父親不在のピースの埋まらない家族関係のなか、ずっともがき苦しんできましたが、はまらないものは、はまらないままでいい。うちのような家族でも良かったのかもしれない。ふたりを亡くしたいま、ようやくそう思えるようになってきました。

 母は、私が小さなころから身近な人が亡くなると「死に顔をしっかり見なさい」と言い、「家族に死んでいく姿を見せたい」という願いも持っていました。入院して1カ月が経ったころ容体は良くありませんでしたが、突然「家に帰りたい」と言い出しました。結果的に、帰宅した日の深夜、家族全員に看取られ、父とも電話でつながり、息を引き取りました。
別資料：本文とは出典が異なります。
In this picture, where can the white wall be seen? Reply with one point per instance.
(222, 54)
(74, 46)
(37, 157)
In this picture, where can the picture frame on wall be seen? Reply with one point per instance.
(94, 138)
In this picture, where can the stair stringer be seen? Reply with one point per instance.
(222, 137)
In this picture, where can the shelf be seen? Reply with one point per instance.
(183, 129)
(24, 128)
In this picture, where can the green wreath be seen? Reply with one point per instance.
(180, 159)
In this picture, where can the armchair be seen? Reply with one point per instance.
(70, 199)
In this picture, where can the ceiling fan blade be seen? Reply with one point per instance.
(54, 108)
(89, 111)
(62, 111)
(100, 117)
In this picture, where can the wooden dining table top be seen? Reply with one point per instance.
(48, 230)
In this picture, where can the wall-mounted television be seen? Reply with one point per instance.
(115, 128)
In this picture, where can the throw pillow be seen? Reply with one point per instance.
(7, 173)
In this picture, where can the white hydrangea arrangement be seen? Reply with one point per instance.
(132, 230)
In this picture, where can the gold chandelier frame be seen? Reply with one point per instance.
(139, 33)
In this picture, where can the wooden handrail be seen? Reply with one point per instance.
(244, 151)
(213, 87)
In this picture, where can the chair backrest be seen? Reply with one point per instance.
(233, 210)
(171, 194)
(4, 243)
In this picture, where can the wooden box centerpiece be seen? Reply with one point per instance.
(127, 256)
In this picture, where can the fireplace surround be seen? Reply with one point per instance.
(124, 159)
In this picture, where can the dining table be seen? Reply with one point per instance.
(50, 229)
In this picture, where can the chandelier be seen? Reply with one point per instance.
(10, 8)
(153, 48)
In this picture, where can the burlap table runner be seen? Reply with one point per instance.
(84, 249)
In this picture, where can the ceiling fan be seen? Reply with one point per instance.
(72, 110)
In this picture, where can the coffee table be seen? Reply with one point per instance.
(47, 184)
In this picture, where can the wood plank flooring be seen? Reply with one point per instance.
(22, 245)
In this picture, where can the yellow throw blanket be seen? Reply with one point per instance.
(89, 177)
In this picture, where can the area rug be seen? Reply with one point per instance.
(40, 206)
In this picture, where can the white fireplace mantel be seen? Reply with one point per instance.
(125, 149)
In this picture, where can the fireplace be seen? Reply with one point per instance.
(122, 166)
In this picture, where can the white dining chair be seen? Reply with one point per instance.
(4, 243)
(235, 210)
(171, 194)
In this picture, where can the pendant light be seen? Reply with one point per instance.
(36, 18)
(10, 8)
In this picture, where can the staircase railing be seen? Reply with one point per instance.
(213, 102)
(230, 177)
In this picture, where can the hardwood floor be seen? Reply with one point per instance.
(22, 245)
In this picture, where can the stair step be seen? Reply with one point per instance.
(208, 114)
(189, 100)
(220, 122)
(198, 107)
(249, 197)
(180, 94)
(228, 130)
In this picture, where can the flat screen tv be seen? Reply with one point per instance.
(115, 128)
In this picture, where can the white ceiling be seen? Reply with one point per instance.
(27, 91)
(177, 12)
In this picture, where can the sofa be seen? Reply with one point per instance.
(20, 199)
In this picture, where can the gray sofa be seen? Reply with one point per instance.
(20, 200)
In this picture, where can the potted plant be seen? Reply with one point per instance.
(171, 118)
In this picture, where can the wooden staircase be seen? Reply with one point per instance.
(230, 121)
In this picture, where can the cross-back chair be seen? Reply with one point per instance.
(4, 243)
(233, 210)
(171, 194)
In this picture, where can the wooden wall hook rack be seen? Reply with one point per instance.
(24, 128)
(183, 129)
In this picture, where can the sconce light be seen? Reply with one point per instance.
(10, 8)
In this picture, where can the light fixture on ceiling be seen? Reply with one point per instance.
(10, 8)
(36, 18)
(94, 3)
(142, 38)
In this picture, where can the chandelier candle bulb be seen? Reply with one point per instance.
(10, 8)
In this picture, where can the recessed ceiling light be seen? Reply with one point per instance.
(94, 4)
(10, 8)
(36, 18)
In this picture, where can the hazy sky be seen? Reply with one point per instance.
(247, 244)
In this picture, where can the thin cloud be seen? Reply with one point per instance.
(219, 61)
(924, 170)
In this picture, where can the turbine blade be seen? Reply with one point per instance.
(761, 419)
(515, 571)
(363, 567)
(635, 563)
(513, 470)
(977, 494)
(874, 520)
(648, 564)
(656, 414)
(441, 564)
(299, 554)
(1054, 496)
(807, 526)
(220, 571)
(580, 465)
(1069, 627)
 その日の夜、自分の部屋に帰ろうとすると、母は私の手を取り「ありがとう」と小声で3回言いました。「どうしたの?」と私は返しました。

 その数時間後の急変でした。明日があることを疑わず、まだまだ続くと思っていた日常がいきなり断たれようとしている──。動転している私に、8歳の玄兎(げんと)がこう励ましてくれました。

「マミー、魂はずっとそばにいるから大丈夫だよ」

 母が死を日常の中におくことを大事にしたのは、20代後半、生きることに絶望した経験があったからです。さまざまな感情を持って対峙していた相手が突然消え去る。その「はかなさ」や「自然の摂理」を家族に身をもって体感させたかったのだと思います。

 玄兎は母が亡くなったあと何カ月か、死を受け止めきれず思い悩んでいました。しかしその時間も含め、「生へ向かうバトン」を母は渡したかったのでしょう。